Turns out, scientists and doctors have long looked into the optimal scale of pain to help patients with effective drugs, with very little success.
The first time Eula Biss, a nonfiction writer, went to the doctor for help with her chronic, unidentifiable pain, she was asked to describe her pain on a scale from 1 (minor pain) to 10 (worst pain imaginable). She said: “3!” The doctor did some tests, and gave her some aspirins.
The pain never went away, so she went back and asked for help again . The doctor asked her to describe the pain to scale, and again she said: “3!”
Frustrated, the doctor explained: “We couldn’t help you more, as aspirins are the strongest remedy to a 3.” Then he asked: “What is your 10?”

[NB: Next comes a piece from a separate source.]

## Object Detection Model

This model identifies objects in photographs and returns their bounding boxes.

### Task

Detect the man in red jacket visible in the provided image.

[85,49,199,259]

It was around the time a man had died being run over by a train. She thought: “if the worst pain imaginable (not just to me, but to anyone) is like dying behind a train track, a third of that is pretty comparable to what I feel.”
But when the doctor tried a different method and asked her this question instead “What would you give up in order to get rid of your pain?”, she said: “10 years of my life!”
I shuddered reading her story. But the funny thing is, it didn’t sound crazy. I would probably want to give up even more than 10 years too, when the Pain comes around again.